Has someone come up with a way to de-warp an object seen as an Einstein ring? I thought I had read someone doing this, but maybe it was they were trying to do this. Maybe it was during the discussion on using Sol as a gravitational lens like this?? Seems like some interesting math to put the image in TFA back into the shape of a galaxy.
Can someone with the knowledge explain, is the close elliptical galaxy actually just the small dot of light in the centre and the spiral galaxy is behind it but dramatically magnified by the lens effect?
> Of course, this image is only possible because of our vantage point. Astronomers in other galaxies wouldn't catch such a wondrous image.
Well no, but they probably would catch other wondrous images we can't catch due to our vantage point.
Are diffraction spikes of light not present because everything in the picture is a galaxy and not stars? Or do they remove them now with processing?
Here’s what I mean: https://webbtelescope.org/contents/media/images/01G529MX46J7...
Can somebody knowledgeable please tell me what's the distance from Earth to these galaxies?
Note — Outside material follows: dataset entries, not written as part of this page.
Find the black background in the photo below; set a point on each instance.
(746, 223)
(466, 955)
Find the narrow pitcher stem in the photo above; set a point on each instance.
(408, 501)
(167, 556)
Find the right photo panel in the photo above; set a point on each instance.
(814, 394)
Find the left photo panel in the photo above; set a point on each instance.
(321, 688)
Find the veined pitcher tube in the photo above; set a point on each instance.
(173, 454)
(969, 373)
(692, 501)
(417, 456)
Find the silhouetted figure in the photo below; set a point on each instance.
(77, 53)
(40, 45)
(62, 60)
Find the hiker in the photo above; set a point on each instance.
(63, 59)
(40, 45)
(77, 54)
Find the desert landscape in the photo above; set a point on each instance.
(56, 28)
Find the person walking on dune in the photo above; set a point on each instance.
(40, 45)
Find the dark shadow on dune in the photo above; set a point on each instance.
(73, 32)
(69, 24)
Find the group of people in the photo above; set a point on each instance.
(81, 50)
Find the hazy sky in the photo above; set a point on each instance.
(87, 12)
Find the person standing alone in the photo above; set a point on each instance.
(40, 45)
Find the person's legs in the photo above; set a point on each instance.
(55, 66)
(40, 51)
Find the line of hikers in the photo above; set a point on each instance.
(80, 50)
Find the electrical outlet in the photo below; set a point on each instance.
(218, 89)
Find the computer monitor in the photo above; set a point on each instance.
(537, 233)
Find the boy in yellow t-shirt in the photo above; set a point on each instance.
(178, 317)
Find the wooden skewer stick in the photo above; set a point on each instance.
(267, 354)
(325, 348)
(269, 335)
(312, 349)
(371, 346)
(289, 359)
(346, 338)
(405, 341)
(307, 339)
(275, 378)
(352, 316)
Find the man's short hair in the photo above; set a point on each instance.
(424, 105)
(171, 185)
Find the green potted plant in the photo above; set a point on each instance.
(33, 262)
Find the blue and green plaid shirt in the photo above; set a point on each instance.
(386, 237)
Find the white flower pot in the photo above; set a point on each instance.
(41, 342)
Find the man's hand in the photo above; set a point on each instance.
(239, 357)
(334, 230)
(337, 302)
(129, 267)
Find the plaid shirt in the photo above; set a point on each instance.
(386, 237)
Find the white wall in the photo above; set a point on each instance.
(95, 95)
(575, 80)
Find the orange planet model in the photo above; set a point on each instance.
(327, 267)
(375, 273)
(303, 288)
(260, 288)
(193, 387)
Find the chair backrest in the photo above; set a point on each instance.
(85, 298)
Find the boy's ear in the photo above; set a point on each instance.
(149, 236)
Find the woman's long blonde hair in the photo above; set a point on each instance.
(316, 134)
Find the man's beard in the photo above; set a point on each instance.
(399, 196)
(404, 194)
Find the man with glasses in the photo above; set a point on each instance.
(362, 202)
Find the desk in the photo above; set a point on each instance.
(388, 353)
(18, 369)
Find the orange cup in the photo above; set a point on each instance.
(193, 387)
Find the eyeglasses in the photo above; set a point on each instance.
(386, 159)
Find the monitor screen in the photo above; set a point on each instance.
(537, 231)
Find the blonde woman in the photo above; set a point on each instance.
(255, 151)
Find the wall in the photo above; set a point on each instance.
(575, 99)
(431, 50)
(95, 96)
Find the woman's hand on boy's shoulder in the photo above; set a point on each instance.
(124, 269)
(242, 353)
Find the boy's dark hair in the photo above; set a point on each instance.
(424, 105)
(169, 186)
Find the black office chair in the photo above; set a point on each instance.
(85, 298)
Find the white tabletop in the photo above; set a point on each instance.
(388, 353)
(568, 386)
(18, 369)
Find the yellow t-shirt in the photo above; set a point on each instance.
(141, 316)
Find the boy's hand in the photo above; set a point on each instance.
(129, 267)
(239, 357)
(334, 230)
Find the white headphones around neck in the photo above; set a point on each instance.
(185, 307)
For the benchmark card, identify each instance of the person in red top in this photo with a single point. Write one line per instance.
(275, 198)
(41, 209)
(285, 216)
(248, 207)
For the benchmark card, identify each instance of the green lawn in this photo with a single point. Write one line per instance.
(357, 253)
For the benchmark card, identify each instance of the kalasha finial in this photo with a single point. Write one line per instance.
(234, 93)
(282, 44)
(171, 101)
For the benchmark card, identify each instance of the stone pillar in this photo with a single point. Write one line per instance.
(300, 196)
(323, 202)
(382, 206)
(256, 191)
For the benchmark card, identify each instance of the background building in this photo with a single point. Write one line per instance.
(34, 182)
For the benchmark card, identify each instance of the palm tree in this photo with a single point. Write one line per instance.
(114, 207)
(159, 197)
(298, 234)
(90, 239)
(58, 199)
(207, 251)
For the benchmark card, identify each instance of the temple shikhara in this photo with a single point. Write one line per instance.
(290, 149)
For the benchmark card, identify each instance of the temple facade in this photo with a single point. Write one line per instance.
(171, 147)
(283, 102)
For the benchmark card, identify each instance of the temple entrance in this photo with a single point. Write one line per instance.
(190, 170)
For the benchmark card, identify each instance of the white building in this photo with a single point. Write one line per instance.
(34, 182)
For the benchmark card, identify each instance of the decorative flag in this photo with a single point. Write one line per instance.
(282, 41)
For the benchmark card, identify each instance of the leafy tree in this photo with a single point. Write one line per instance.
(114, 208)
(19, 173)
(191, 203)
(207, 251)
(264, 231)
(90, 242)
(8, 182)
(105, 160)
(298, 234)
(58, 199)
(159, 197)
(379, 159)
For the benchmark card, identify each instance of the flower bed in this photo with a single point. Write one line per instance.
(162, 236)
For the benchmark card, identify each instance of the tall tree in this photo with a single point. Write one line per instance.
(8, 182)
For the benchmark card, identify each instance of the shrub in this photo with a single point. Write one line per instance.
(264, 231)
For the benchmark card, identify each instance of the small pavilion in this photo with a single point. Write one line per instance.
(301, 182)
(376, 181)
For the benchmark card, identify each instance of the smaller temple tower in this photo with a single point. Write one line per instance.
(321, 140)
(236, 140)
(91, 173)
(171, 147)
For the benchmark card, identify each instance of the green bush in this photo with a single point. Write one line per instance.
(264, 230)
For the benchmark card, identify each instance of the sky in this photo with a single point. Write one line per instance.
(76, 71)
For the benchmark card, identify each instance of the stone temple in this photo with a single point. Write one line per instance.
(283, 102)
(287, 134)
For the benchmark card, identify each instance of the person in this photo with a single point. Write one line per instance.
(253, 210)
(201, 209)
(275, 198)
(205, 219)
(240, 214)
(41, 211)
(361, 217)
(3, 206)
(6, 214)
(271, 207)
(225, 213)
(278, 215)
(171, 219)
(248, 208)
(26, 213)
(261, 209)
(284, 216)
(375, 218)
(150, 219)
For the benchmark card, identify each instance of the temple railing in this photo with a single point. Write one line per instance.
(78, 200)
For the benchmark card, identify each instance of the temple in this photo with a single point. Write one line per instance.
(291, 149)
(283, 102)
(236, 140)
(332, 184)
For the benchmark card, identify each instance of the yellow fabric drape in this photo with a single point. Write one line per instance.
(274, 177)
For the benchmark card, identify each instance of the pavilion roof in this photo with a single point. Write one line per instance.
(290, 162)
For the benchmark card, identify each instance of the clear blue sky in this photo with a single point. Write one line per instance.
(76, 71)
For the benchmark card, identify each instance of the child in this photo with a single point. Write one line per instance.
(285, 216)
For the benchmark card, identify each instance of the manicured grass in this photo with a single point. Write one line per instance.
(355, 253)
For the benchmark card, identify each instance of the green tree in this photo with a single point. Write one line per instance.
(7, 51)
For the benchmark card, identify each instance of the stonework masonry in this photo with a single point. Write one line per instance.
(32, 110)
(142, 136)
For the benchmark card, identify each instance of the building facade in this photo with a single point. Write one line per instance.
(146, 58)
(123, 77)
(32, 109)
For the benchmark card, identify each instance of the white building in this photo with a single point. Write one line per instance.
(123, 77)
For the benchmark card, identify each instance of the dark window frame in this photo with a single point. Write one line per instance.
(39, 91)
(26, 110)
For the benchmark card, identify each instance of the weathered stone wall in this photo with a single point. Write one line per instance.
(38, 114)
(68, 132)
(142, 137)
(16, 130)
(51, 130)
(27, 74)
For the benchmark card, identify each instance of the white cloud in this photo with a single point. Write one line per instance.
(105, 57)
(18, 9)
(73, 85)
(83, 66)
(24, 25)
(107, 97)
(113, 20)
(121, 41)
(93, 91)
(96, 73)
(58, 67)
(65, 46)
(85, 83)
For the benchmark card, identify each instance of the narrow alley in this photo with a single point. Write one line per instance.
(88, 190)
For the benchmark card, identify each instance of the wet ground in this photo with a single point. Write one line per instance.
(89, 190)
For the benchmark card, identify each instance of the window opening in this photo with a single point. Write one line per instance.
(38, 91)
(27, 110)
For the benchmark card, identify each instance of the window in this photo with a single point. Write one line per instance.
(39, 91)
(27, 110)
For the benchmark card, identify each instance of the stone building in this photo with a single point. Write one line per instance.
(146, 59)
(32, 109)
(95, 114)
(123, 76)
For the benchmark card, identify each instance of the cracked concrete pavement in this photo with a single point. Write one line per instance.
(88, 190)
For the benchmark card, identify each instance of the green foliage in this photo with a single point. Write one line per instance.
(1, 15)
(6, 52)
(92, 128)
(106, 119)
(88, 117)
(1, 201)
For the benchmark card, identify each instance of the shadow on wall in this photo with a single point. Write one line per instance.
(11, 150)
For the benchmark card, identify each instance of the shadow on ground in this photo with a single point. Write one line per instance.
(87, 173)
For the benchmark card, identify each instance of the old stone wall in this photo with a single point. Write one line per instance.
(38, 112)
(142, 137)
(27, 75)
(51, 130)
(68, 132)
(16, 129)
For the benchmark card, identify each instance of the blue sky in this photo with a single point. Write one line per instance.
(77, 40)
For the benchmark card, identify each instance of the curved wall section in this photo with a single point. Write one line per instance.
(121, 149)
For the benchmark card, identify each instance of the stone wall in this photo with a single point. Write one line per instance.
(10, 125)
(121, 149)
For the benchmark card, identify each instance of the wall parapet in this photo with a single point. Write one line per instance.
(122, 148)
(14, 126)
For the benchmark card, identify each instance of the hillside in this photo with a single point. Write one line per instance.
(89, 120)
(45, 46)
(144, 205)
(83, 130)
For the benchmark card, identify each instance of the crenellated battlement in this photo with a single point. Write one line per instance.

> beauty is not only in the eye of the beholder, but also where that beholder is.
I love this
this should be able to be used to test dark matter theories.
https://esawebb.org/images/potm2503a/ ("Spying a spiral through a cosmic lens")
https://www.esa.int/ESA_Multimedia/Images/2025/03/Webb_spies... ("Webb spies a spiral through a cosmic lens")
Some clarifying context not present in this OP (phys.org): this is a composite of Hubble visible-light images with Webb data.